I got an update on Oracle Data Mining – the in-database solution for data mining and predictive analytics offered by Oracle – recently. They have made ODM available on the amazon compute cloud so you can easily try it and they have been doing some interesting work on a new GUI and on integration with Oracle Exadata.
The core premise of ODM is that, as data volumes explode, at a certain point it makes more sense to “move the algorithms to the data” rather than “move the data to the algorithms”. Consequently, when Oracle acquired the Thinking Machines “Darwin” data mining team 11 years ago, they started with a clean sheet of paper. Oracle Data Mining, a priced option to the Oracle Database, was built from the ground up to focus on algorithms that are based on approaches that complement what a DBMS does well. For instance rather than attempting to shoe horn neural network inside a 35 year old relational database, the original ODM algorithms were selected to leverage the databases’ strengths in counting and conditional probabilities, parallel execution, bitmap indexes, aggregation techniques etc.
Over time, Oracle added support for additional capabilities and new algorithms that go further e.g.
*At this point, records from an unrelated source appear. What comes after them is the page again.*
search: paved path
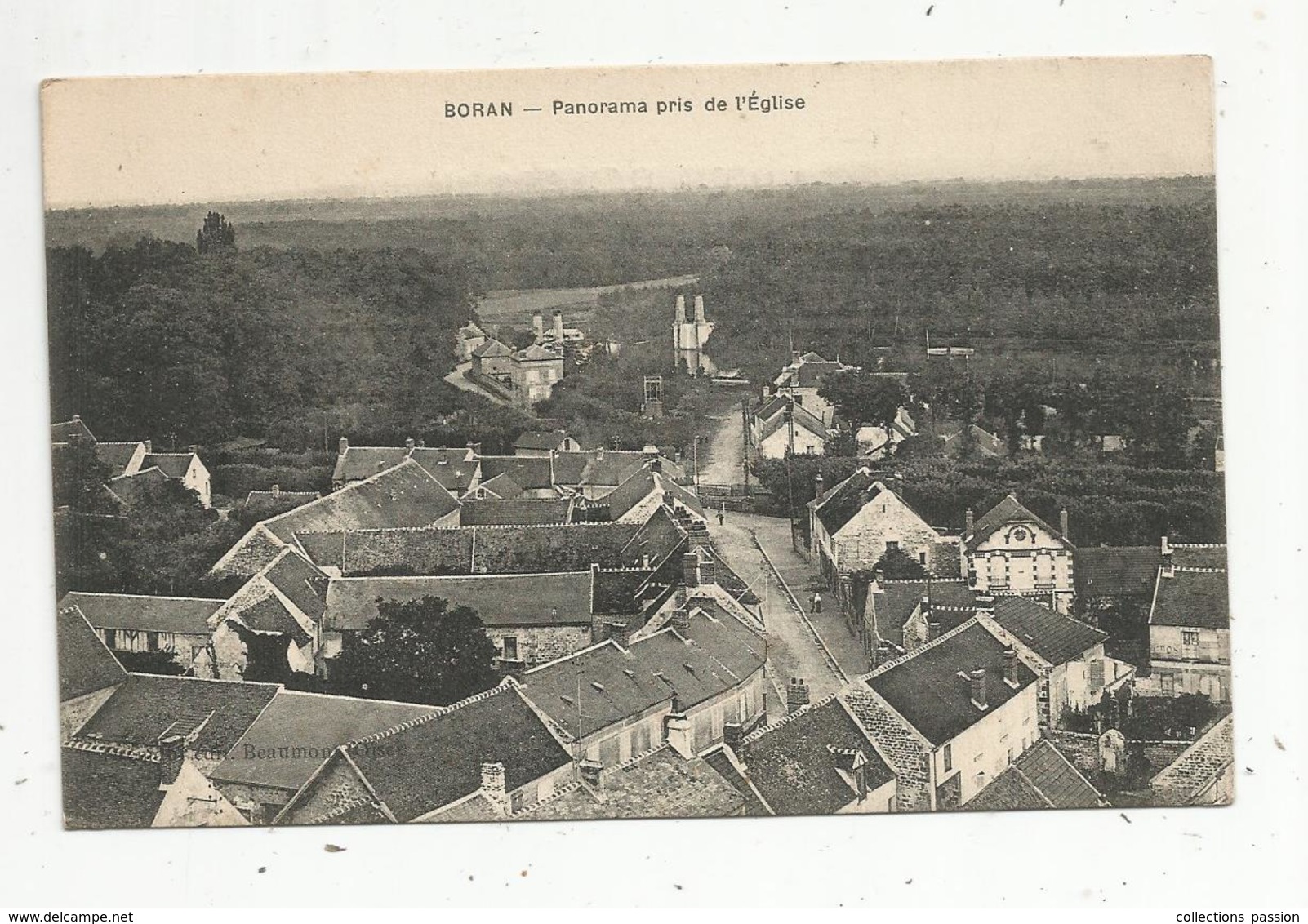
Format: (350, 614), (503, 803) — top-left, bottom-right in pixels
(700, 402), (745, 485)
(710, 513), (867, 695)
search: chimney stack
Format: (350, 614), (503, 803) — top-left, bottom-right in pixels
(971, 668), (986, 709)
(482, 761), (509, 815)
(159, 735), (185, 789)
(1003, 644), (1017, 690)
(682, 552), (700, 589)
(786, 677), (810, 713)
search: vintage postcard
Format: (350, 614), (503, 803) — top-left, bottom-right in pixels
(42, 57), (1234, 828)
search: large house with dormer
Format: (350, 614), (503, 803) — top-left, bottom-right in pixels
(959, 494), (1075, 613)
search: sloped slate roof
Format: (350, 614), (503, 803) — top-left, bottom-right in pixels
(1073, 545), (1163, 597)
(963, 494), (1071, 549)
(741, 696), (895, 815)
(211, 690), (438, 792)
(1149, 567), (1230, 629)
(141, 452), (195, 478)
(994, 597), (1108, 665)
(459, 498), (573, 526)
(78, 674), (278, 754)
(866, 622), (1036, 746)
(344, 685), (572, 822)
(323, 571), (591, 631)
(59, 591), (226, 635)
(55, 606), (127, 703)
(263, 459), (459, 542)
(61, 745), (167, 830)
(50, 418), (96, 443)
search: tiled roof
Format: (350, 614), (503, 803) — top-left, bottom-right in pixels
(96, 443), (141, 476)
(519, 745), (745, 821)
(873, 580), (977, 647)
(78, 674), (278, 754)
(478, 472), (526, 500)
(61, 745), (166, 830)
(55, 606), (127, 703)
(866, 622), (1036, 746)
(105, 465), (171, 507)
(59, 591), (226, 635)
(1073, 545), (1163, 597)
(513, 430), (567, 450)
(141, 452), (195, 480)
(323, 571), (593, 631)
(1149, 567), (1230, 629)
(263, 459), (459, 542)
(963, 494), (1071, 549)
(211, 690), (437, 792)
(472, 337), (513, 359)
(815, 468), (889, 535)
(459, 498), (573, 526)
(478, 456), (554, 491)
(741, 696), (895, 815)
(230, 593), (310, 646)
(344, 683), (572, 822)
(994, 596), (1108, 665)
(50, 417), (96, 443)
(522, 641), (672, 739)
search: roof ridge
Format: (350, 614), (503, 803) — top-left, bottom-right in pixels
(341, 683), (518, 750)
(856, 615), (990, 681)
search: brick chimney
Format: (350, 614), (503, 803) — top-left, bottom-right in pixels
(969, 668), (989, 711)
(722, 722), (745, 750)
(482, 761), (509, 815)
(159, 735), (185, 789)
(786, 677), (810, 713)
(682, 552), (700, 589)
(1003, 644), (1017, 690)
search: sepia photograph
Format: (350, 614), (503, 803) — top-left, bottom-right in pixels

SVMs that are more robust, can mine thousands of input attributes, and mine “text”. The result of this approach is the Oracle Data Mining Option, a collection of 12+ machine learning algorithms that are available directly in SQL – essentially adding keywords like predict, classify, cluster etc to the SQL language. In addition models are first class objects in the database, so they are managed like other database assets. The algorithms focus on being quick and elegant and on ensuring that they work seamlessly with the DBMS in terms of performance, scalability, reliability etc. The current list of algorithms is Logistic Regression (GLM), Decision Trees, Naïve Bayes, Support Vector Machines (for classification & regression), Multiple Regression (GLM), One Class SVM (for anomaly detection) Minimum Description Length (for attribute importance), Apriori (association rules), Hierarchical K-Means and Hierarchical O-Cluster (clustering) and NonNegative Matrix Facorization (NMF, feature extraction). Additionally, Oracle now offers 50 or so basic statistical functions e.g. median, t-test, F-test, Pearson’s test for correlation, ANOVA, etc.—all free in every Oracle database.
Oracle Data Mining models can be created using the optional and free Oracle Data Miner UI available for download from the Oracle Technology Network (www.oracle.com/technology/products/bi/odm/index.html) or using the PL/SQL or Java APIs for model building and applications development and SQL functions for model apply. As in most uses of data mining and predictive analytics the models are not created when they are used but are created and evaluated as part of a modeling process. Once created, they can be used in SQL statements using defined extensions to SQL. The results are calculated live using the data in the database at that moment. The integration with the database, and with Exadata—where the ODM models are pushed down to storage for execution, means that the performance should be the same as it would be if the value was pre-calculated and stored without the delay inherent in actually doing so. A SQL query can, for instance, score every customer and then retrieve those that are, say, at the highest risk of churn.
In-database analytics, like ODM, often result in models that are faster to build and iterate as well as to score. The fact that data does not have to be extracted and moved before being modeled reduces the time to a working model and the use of the database infrastructure can mean that each iteration is also very fast. Integration with the database also means that the usual effort of “flattening” data into an analytic dataset is not necessary and the ODM algorithms can be run against views defined in the database that have structure like customer-has-order.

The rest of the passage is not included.